If you are interested in that space, would throw our project in the mix which uses ColPali under the hood transparently.
https://github.com/tjmlabs/ColiVara
The main benchmark for this is the Vidore leaderboard. Where we would love to see where VoyageAI performs compared to the more open-source implementations.
I'm missing something. Shouldn't any llm that's 'natively multimodal' somehow include embeddings which are multi-modal? for ex here's googles blogpost on Gemini
Until now, the standard approach to creating multimodal models involved
training separate components for different modalities and then stitching them
together to roughly mimic some of this functionality. These models can
sometimes be good at performing certain tasks, like describing images, but
struggle with more conceptual and complex reasoning.
We designed Gemini to be natively multimodal, pre-trained from the start on
different modalities. Then we fine-tuned it with additional multimodal data to
further refine its effectiveness. This helps Gemini seamlessly understand and
reason about all kinds of inputs from the ground up, far better than existing
multimodal models — and its capabilities are state of the art in nearly every
domain.Indeed, sad that their models are both commercial proprietary and API only.
This does read very impressive. Any critical perspectives on the presented evaluation? What about noon-English text?
I understand the model is, like for other commercial ones, available exclusively through their API, right?
API-only model. No thanks but congrats anyway.
Looks quite interesting! I’ve been working on AnyModal, a framework for integrating different data types (like images and audio) with LLMs: https://github.com/ritabratamaiti/AnyModal. It seems that voyage-multimodal-3 would be quite promising in developing multimodal LLMs, but I am not sure if that is the intended use case.
In the traditional Python API, the Voyage engine will tokenize blocks of text and output a string of characters. This model seems to be doing that by vectorizing images in space.
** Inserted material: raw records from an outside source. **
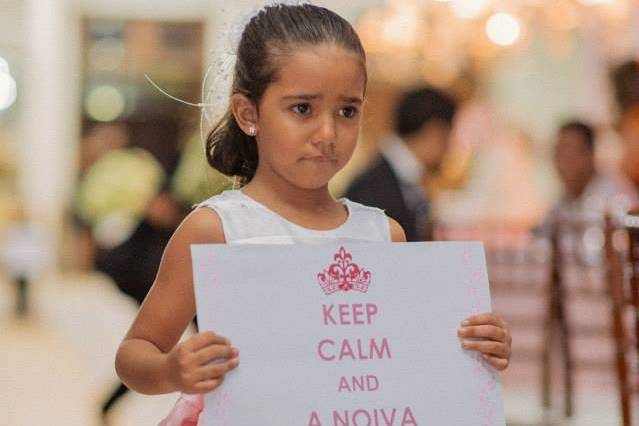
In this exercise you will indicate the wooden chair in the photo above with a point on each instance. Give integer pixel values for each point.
(556, 322)
(623, 279)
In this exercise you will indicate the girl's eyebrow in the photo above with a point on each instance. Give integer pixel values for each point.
(310, 97)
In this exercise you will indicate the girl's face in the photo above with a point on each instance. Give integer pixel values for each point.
(308, 119)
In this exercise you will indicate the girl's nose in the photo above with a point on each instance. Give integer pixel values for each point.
(326, 132)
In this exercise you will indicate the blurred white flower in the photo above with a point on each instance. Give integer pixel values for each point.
(121, 183)
(8, 90)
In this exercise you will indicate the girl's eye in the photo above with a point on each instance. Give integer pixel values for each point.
(303, 109)
(348, 112)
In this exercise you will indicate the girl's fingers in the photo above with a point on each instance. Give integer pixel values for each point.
(487, 347)
(484, 331)
(499, 363)
(213, 352)
(487, 318)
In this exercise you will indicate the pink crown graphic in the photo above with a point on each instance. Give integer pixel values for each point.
(344, 275)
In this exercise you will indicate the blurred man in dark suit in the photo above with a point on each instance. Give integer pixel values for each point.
(423, 121)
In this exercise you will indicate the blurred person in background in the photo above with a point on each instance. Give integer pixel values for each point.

Words like 'you' and 'apple' will be a unitary token. More complex terms like 'pikachu' may be divided into pik-a-chu.
This is a cool way to look at multimodal embeddings. They look at performance as the the percentage of inputs slides from one modality to another:
https://i0.wp.com/blog.voyageai.com/wp-content/uploads/2024/...
The colab measures dot product values 0.428 and 0.498, describing them as "...similarity value is quite high." Is that high? Can you design a system that confidently labels data with a 0.4 threshold?
Check out ColPali and ColQwen for a SOTA open source version.
I wish people would take the time to put in real datasets and make qualitative analysis of when and why "foo new solution" is better.
Quantitative benchmarks are great, but sparse.
Funny, all those big name Stanford advisors for a company that builds embeddings... A couple of strong MLEs can deliver everything they are doing. This shouldn't be a company but OK... I'm sure some clueless VCs in SV gave them money.
And just to be clear. I don't think that delivering strong embeddings for different domains is an easy task. However, it's 2024 not 2016.
This is a key observation that is simple and intuitive:
>All CLIP-like models perform poorly on mixed-modality search due to a phenomenon known as the modality gap. As illustrated in the figure below, the closest vector to the snippet “I address you, members of the Seventy-Seventh Congress…” is not its screenshot, but other texts. This leads to search results that are skewed towards items of the same modality; in other words, text vectors will be closer to irrelevant texts than relevant images in the embedding space.